A Club for Humans Should Not Look Like a Machine
Notes on designing Humanarium — paper, ink, and the colour of oxytocin.
When I was designing this page, every family of type on my mood boards carried a trace of something — a little publisher, a little history. I'm Çiğdem, and as I designed Humanarium — both as an in-person space and as a hub — I wanted to bring my own taste to it. I also know how careful you have to be about letting personal taste lead a brand; perhaps if I hadn't spent fifteen years running marketing, branding, and communications inside a serious finance company, I'd feel freer about it. But looking first at what your audience is actually looking for — wasn't that the very first thing we were taught? Luckily, this time I set out to build something genuinely human, and that gave my hand more room.
I wanted to write this design note on purpose. How science, people, and communication can sit together is something I have always questioned. If you'd like to share a suggestion or any feedback on this page or its design, I would honestly be glad to hear it.
— Çiğdem O.
Most things built in the machine age look like the machine age. Cool greys, a sans-serif borrowed from a thousand other dashboards, a gradient, a great deal of white space that reads less like calm than like a server room. I understand why — it signals competence, speed, the future, and I spent years helping companies like these. But when I began designing Humanarium, a club for humans, I knew the one and only thing it could not look like was a machine.
Design is not decoration. It is an argument you make before anyone has read a word. By the time a visitor reaches our first sentence, the page has already told them what we believe — about attention, about warmth, about whether the person on the other end matters. So the form had to carry the belief. If we are building a place to protect human connection, the surface itself has to feel human: made, warm, a little imperfect, the way a hand is.
Design is an argument you make before anyone has read a word.
If you like the specifics, here is the actual build — colours first, then type.

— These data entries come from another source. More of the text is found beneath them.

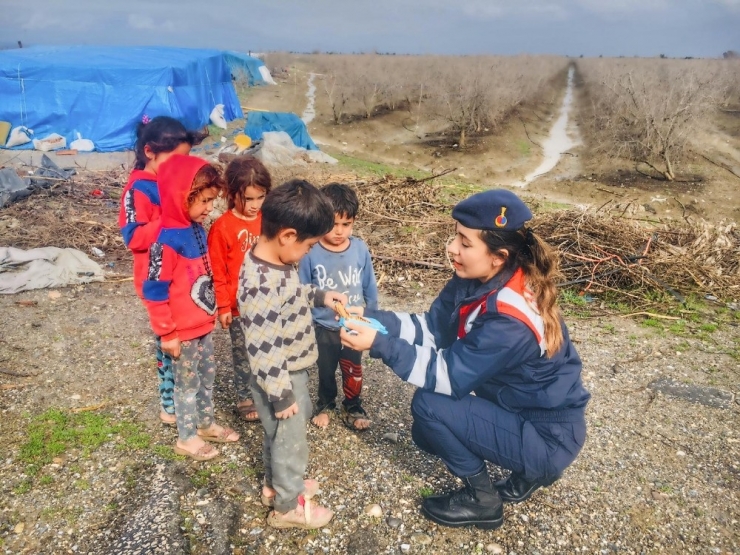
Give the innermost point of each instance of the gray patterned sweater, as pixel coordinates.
(275, 314)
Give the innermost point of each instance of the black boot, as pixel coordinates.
(477, 504)
(516, 489)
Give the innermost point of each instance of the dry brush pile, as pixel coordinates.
(407, 225)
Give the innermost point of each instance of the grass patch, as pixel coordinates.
(166, 453)
(55, 431)
(366, 168)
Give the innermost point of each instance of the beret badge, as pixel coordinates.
(501, 220)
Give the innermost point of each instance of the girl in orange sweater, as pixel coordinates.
(230, 237)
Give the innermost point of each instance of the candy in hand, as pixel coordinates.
(345, 316)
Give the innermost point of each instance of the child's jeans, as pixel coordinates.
(166, 379)
(284, 448)
(332, 354)
(195, 372)
(242, 372)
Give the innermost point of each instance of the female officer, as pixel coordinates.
(499, 379)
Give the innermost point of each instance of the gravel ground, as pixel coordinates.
(659, 473)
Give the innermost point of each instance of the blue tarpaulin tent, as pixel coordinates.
(103, 92)
(249, 68)
(259, 122)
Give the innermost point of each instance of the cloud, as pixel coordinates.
(147, 23)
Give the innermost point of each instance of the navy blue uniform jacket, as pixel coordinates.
(482, 338)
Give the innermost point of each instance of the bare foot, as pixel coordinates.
(321, 420)
(362, 423)
(247, 410)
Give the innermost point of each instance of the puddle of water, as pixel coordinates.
(558, 141)
(310, 112)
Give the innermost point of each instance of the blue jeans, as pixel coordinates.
(166, 379)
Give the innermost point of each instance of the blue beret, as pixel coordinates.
(498, 210)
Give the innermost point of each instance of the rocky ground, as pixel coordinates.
(659, 473)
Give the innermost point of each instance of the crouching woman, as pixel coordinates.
(498, 376)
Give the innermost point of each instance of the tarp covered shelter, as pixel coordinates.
(103, 92)
(248, 68)
(259, 122)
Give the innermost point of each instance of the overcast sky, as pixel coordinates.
(677, 28)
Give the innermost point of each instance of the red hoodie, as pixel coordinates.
(138, 219)
(178, 290)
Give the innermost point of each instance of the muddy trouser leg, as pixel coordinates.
(195, 372)
(350, 361)
(166, 379)
(285, 448)
(329, 347)
(242, 371)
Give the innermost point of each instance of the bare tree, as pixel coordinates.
(646, 110)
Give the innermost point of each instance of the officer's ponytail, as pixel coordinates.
(524, 249)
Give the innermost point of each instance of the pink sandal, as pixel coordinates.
(306, 515)
(311, 489)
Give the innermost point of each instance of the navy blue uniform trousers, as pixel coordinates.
(467, 432)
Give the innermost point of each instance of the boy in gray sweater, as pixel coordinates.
(275, 316)
(340, 262)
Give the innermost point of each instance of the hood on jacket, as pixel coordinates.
(137, 175)
(174, 180)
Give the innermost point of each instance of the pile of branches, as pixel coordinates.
(80, 213)
(407, 225)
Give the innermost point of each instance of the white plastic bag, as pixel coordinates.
(53, 141)
(217, 116)
(19, 136)
(82, 145)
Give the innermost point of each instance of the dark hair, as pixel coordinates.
(162, 134)
(540, 265)
(207, 177)
(342, 198)
(242, 172)
(298, 205)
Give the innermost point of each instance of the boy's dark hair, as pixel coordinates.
(242, 172)
(162, 134)
(343, 198)
(298, 205)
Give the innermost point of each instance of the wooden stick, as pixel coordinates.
(17, 374)
(652, 315)
(413, 262)
(89, 408)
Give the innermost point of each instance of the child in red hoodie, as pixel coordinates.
(229, 239)
(179, 295)
(138, 218)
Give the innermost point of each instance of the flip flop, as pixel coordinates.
(219, 437)
(248, 413)
(352, 414)
(206, 452)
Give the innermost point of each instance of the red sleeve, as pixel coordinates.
(218, 249)
(156, 290)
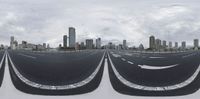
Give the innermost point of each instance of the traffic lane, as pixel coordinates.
(2, 66)
(150, 60)
(56, 69)
(1, 55)
(124, 89)
(156, 59)
(165, 77)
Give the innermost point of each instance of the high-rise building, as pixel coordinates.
(141, 47)
(170, 44)
(12, 42)
(65, 41)
(176, 45)
(82, 46)
(89, 43)
(183, 45)
(158, 44)
(98, 43)
(72, 37)
(124, 44)
(196, 43)
(152, 42)
(44, 45)
(164, 44)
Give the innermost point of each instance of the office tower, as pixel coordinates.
(164, 44)
(12, 42)
(152, 42)
(183, 45)
(124, 44)
(77, 47)
(141, 47)
(44, 45)
(158, 44)
(98, 43)
(176, 45)
(65, 41)
(196, 43)
(72, 37)
(82, 46)
(89, 43)
(170, 44)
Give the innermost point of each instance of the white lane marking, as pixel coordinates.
(156, 57)
(51, 87)
(130, 62)
(2, 60)
(128, 54)
(123, 59)
(156, 67)
(149, 88)
(116, 55)
(27, 56)
(185, 56)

And one colour. This was the decision I cared about most. The accent of a club built on human connection should, I thought, be oxytocin — the hormone of touch and trust, the warmth you feel when someone you love walks into the room. There is only one problem: oxytocin is colourless. It is a small, clear peptide; it has no colour at all. I did not want to pretend otherwise, because the whole point of this place is to be honest — about machines, and about ourselves. So we did not colour the molecule. We coloured the feeling. We gave the warmth a colour — a soft, almost neon orange — and we let it behave like warmth: used rarely, never filling the room, always glowing faintly, breathing in and out behind the words like body heat, like a pulse.
Coloured the feeling.
There is a reason I kept coming back to oxytocin specifically. It is one of the neuropeptides involved in the very things this club is built around — touch, eye contact, trust, the rhythm of a real conversation. Research associates it with bonding, lower stress, and our ability to read and care for one another, and much of that response appears tied to being physically present in a way a screen does not reliably reproduce. That gap is the whole argument. If connection has a biology, then losing it is not only a feeling; it is something measurable, happening in the body. Humanarium begins there: treat being together as something real enough to study, and protecting human connection stops sounding sentimental and starts sounding necessary.
Even the portraits make the argument. Our faces sit in a warm black-and-white, and bloom into full colour the moment you reach toward them — a hover, the closest thing the web has to touch. Connection, made visible. Reach, and the person warms.